There was also the help he gave Ovitz in setting up Artists Management Group. Hirsch became embroiled in an ugly tug of war for his clients, managers Rick and Julie Yorn, between their old bosses and their new best pal Ovitz. The idea was that Hirsch could share some of AMG’s hot young clients. But then a pissing match broke out between AMG and CAA. The mess culminated when AMG was sold off and Ovitz self-destructed with that King Lear–ish rage against Hollywood’s supposed gay mafia.

Meanwhile, Hirsch’s firm was thriving, thanks in part to younger people who, because they’d gained influence and clientele, needed and deserved to be given props. The name of the firm was changed first to include three partners. Then, as recently as January, three more people were added to the letterhead. Now the partners were discussing a more tax-efficient way of organizing the firm by changing its “C” corporation status into a limited liability partnership.

They were also talking about a succession plan.

“Nothing was going on behind anyone’s back. There was no cabal. No one was saying, ‘In 30 days you’re out,’” says one of Hirsch’s ex-partners. “Barry asked for us to present him with a plan, and people with good will responded to his request.

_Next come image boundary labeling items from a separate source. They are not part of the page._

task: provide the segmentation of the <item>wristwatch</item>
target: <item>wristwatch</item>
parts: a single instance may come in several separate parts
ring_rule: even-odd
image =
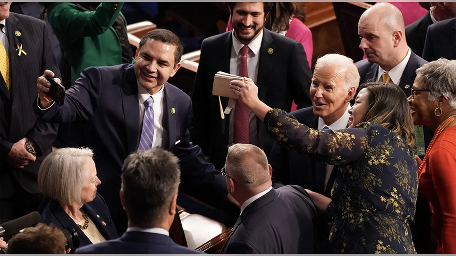
[[[33,149],[33,148],[32,147],[32,145],[30,143],[30,141],[27,141],[25,142],[25,147],[27,147],[27,151],[28,151],[28,153],[31,154],[34,156],[36,155],[36,151]]]

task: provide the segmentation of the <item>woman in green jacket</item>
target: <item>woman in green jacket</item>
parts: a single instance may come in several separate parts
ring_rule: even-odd
[[[71,66],[72,83],[89,67],[131,63],[123,2],[59,2],[48,17]]]

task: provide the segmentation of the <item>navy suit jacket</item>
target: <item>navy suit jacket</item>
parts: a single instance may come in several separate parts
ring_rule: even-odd
[[[423,58],[456,60],[456,18],[439,22],[428,28]]]
[[[232,31],[206,38],[201,45],[198,72],[192,95],[193,118],[192,139],[201,147],[204,155],[217,169],[225,164],[228,153],[230,115],[222,120],[218,97],[212,94],[214,76],[218,71],[230,72],[233,46]],[[263,29],[260,49],[257,85],[260,99],[271,107],[289,111],[294,100],[298,108],[312,106],[309,95],[312,72],[307,63],[306,52],[300,42]],[[239,74],[235,74],[238,75]],[[224,109],[228,98],[222,97]],[[266,127],[255,117],[258,146],[266,155],[274,140]]]
[[[313,114],[312,107],[298,109],[291,114],[300,123],[313,129],[318,129],[318,117]],[[333,168],[326,188],[324,190],[324,174],[317,173],[322,170],[316,169],[318,161],[314,158],[289,151],[274,143],[268,160],[272,167],[272,186],[274,188],[296,185],[331,197],[331,190],[338,172],[338,165],[335,165]]]
[[[118,239],[79,248],[76,254],[201,254],[184,247],[168,235],[132,231],[125,232]]]
[[[323,216],[303,188],[272,188],[244,209],[221,253],[318,253]]]
[[[431,12],[425,14],[417,21],[406,27],[406,39],[407,44],[413,52],[422,57],[424,42],[426,40],[428,27],[432,24]]]
[[[206,162],[200,147],[190,140],[190,97],[168,83],[164,93],[163,124],[169,139],[163,143],[180,160],[182,190],[210,204],[223,201],[228,194],[225,178]],[[34,104],[37,114],[42,115],[47,121],[74,122],[66,144],[94,149],[101,181],[98,191],[106,199],[118,229],[122,228],[118,215],[123,216],[126,229],[126,215],[119,197],[120,171],[127,156],[138,150],[142,130],[134,65],[87,68],[67,90],[63,106],[54,104],[43,113]]]
[[[100,233],[106,240],[119,237],[116,226],[111,218],[109,209],[104,199],[98,193],[94,201],[82,206],[84,210],[94,222]],[[79,237],[79,247],[92,244],[92,242],[84,233],[74,221],[63,210],[58,202],[51,200],[41,214],[41,222],[47,224],[53,224],[61,230],[72,227]],[[106,226],[103,225],[105,223]],[[71,252],[74,252],[72,251]]]

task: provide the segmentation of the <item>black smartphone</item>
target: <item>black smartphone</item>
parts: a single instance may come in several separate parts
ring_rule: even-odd
[[[46,75],[46,80],[50,83],[50,87],[49,88],[49,92],[45,93],[57,104],[63,105],[65,99],[65,88],[50,76]]]

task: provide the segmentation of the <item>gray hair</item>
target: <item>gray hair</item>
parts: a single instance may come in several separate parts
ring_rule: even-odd
[[[423,79],[423,89],[430,90],[428,100],[445,96],[450,106],[456,109],[456,60],[441,58],[432,61],[416,70],[416,75]]]
[[[358,69],[350,58],[336,53],[326,54],[318,58],[315,64],[315,69],[324,69],[328,67],[337,67],[343,69],[345,75],[344,84],[347,91],[355,87],[355,91],[360,85],[360,73]]]
[[[66,205],[81,204],[81,191],[89,177],[87,158],[93,159],[88,148],[59,148],[49,154],[38,170],[38,186],[43,194]]]
[[[180,179],[179,159],[161,149],[131,154],[122,166],[123,205],[128,220],[150,228],[165,216]]]
[[[266,154],[250,144],[235,144],[230,147],[225,168],[238,185],[247,188],[271,180]]]

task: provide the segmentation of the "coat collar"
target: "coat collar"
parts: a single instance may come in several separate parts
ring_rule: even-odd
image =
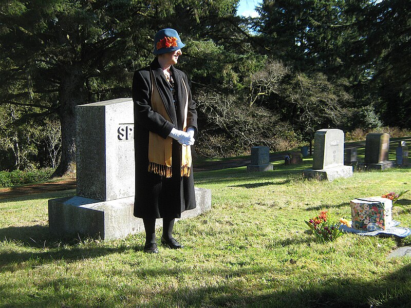
[[[178,71],[173,65],[170,67],[170,70],[173,76],[174,81],[174,87],[176,91],[177,99],[177,112],[174,107],[173,94],[170,89],[170,84],[165,79],[165,76],[163,73],[163,70],[160,66],[157,58],[156,57],[150,65],[150,67],[154,75],[155,82],[160,92],[160,94],[164,103],[170,118],[173,121],[176,128],[178,129],[182,128],[182,122],[184,121],[184,104],[185,102],[184,93],[185,90],[182,82],[182,77]],[[181,127],[180,127],[181,126]]]

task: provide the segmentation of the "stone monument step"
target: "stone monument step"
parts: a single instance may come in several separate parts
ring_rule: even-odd
[[[211,208],[211,190],[195,187],[197,207],[183,212],[181,219],[197,216]],[[64,236],[78,234],[103,240],[123,238],[144,231],[143,220],[133,215],[134,197],[102,201],[75,196],[49,200],[51,233]],[[161,219],[156,226],[162,225]]]

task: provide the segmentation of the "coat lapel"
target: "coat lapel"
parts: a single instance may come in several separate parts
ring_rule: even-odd
[[[185,103],[185,90],[182,83],[182,76],[179,73],[177,70],[172,66],[172,71],[174,79],[174,85],[177,97],[177,119],[179,124],[179,129],[182,129],[183,122],[184,122],[184,108]]]
[[[173,121],[173,124],[177,127],[178,126],[177,123],[179,123],[179,121],[177,121],[177,116],[176,114],[176,109],[174,108],[174,103],[173,102],[173,95],[170,89],[169,83],[165,79],[162,70],[160,67],[157,59],[155,60],[152,63],[151,67],[154,75],[155,85],[157,86],[161,99],[165,106],[165,109],[167,110],[167,112],[169,113],[170,119]]]

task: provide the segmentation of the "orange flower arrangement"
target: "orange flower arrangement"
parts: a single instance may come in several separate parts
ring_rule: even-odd
[[[177,46],[177,37],[164,36],[164,38],[157,42],[156,47],[157,50],[161,48],[168,48]]]
[[[305,221],[317,239],[321,242],[333,241],[344,234],[343,231],[340,229],[338,223],[327,222],[327,211],[322,210],[317,216],[308,221]]]

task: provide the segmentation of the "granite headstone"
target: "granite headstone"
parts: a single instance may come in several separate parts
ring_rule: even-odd
[[[344,165],[344,132],[326,128],[314,136],[314,160],[312,169],[304,171],[307,178],[332,181],[352,175],[352,167]]]
[[[371,132],[365,139],[365,156],[364,163],[370,169],[384,170],[394,166],[388,160],[389,135],[386,133]]]
[[[273,169],[270,163],[270,148],[268,146],[253,146],[251,148],[251,164],[247,166],[250,171],[269,171]]]
[[[144,230],[133,216],[135,189],[133,102],[118,99],[76,107],[77,196],[49,200],[49,225],[62,235],[102,239]],[[211,207],[211,191],[195,188],[192,217]],[[161,220],[156,220],[156,226]]]

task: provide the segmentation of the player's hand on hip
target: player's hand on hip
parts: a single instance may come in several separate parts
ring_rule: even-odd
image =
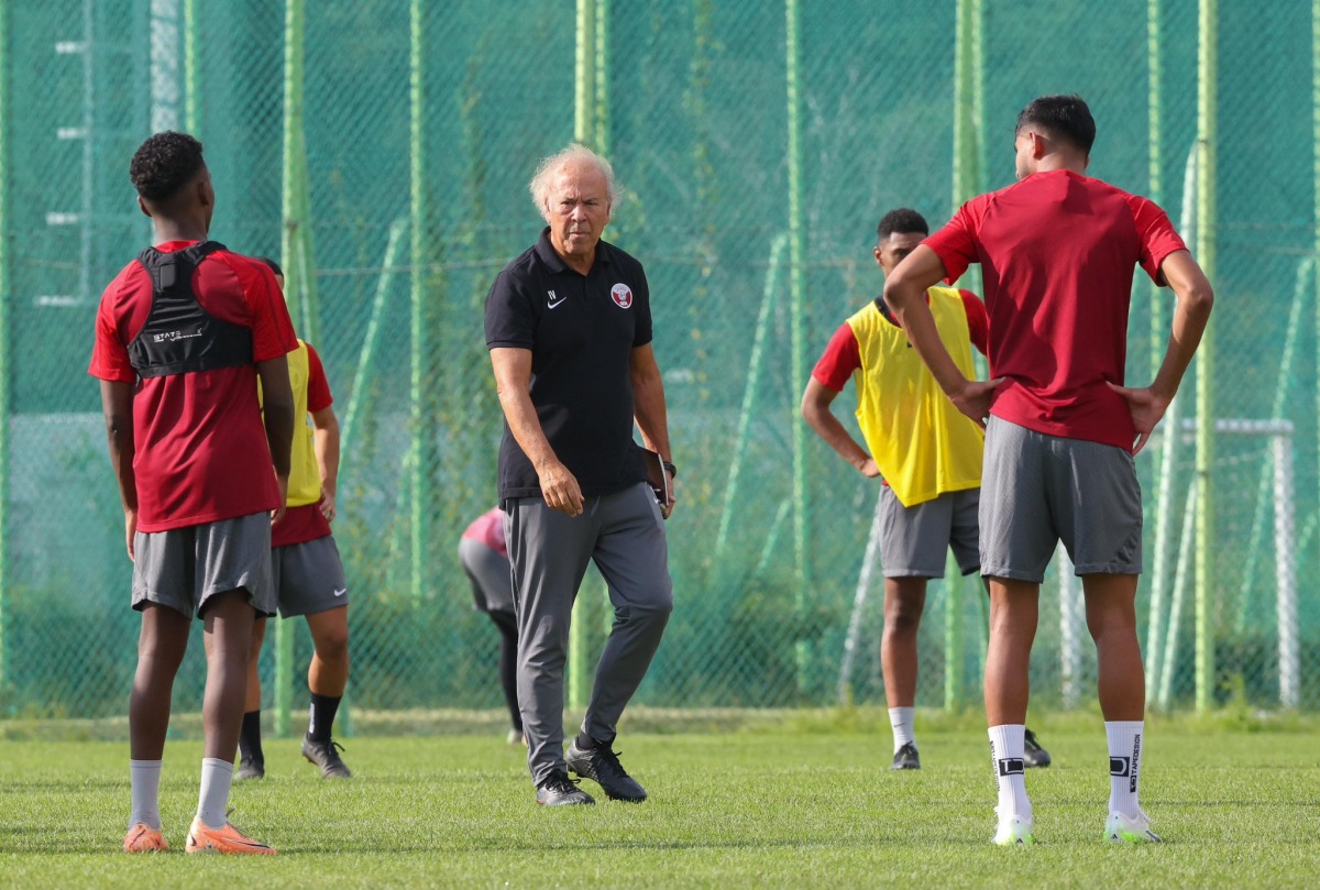
[[[280,486],[280,506],[271,511],[272,526],[284,519],[284,510],[289,503],[289,477],[276,473],[275,481]]]
[[[1155,425],[1164,417],[1172,399],[1162,396],[1150,387],[1121,387],[1109,380],[1105,380],[1105,386],[1121,395],[1127,403],[1127,411],[1133,416],[1133,427],[1137,428],[1137,441],[1133,444],[1133,454],[1137,454],[1146,448],[1151,433],[1155,432]]]
[[[660,516],[668,519],[673,515],[673,508],[678,503],[678,490],[675,487],[677,483],[673,474],[669,470],[665,470],[664,474],[669,477],[669,503],[660,504]]]
[[[949,395],[953,407],[975,421],[977,427],[985,429],[986,419],[990,416],[990,403],[994,400],[994,391],[1003,383],[1003,378],[994,380],[968,380],[966,384]]]
[[[125,510],[124,511],[124,539],[128,541],[128,559],[132,563],[137,561],[137,553],[133,552],[133,537],[137,535],[137,511]]]
[[[334,507],[334,493],[327,489],[321,489],[321,515],[326,518],[326,522],[333,523],[334,518],[338,515]]]
[[[550,463],[541,473],[541,496],[550,510],[566,512],[577,516],[582,512],[582,489],[577,483],[577,477],[569,473],[569,467],[560,462]]]

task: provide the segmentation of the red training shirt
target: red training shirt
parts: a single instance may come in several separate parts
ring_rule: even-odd
[[[197,242],[166,242],[181,251]],[[256,397],[256,366],[297,347],[289,310],[264,263],[215,251],[197,267],[193,293],[211,316],[252,329],[253,364],[139,380],[128,345],[152,308],[152,279],[133,260],[96,312],[87,372],[136,383],[133,471],[137,530],[160,532],[275,510],[280,489]]]
[[[308,343],[308,411],[325,411],[334,399],[330,395],[330,380],[326,378],[325,366],[312,343]],[[308,423],[306,417],[298,417],[294,424]],[[294,430],[294,436],[300,430]],[[289,507],[284,511],[284,518],[271,526],[271,547],[288,547],[290,544],[306,544],[330,533],[330,520],[321,512],[319,503],[305,503],[301,507]]]
[[[979,263],[990,312],[990,413],[1131,450],[1123,383],[1137,265],[1156,284],[1187,244],[1154,202],[1069,170],[1035,173],[962,205],[923,244],[956,281]]]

We made him a proposal, which was a very fair proposal. When he got it, he was very unhappy.”

Sources tell L.A. Weekly that the dispute was over money. The ex-partners claim their plan guaranteed him a revenue stream “over years and years and years. Besides,” explained one of them, “Barry owned a place in Hawaii and had become in recent years a very avid golfer. And, when you’re in your 70s, you’re entitled to go out and enjoy life and success. But Barry could not accept that.”

In the end, this “they said, he said” drama is a hornet’s nest for everyone involved.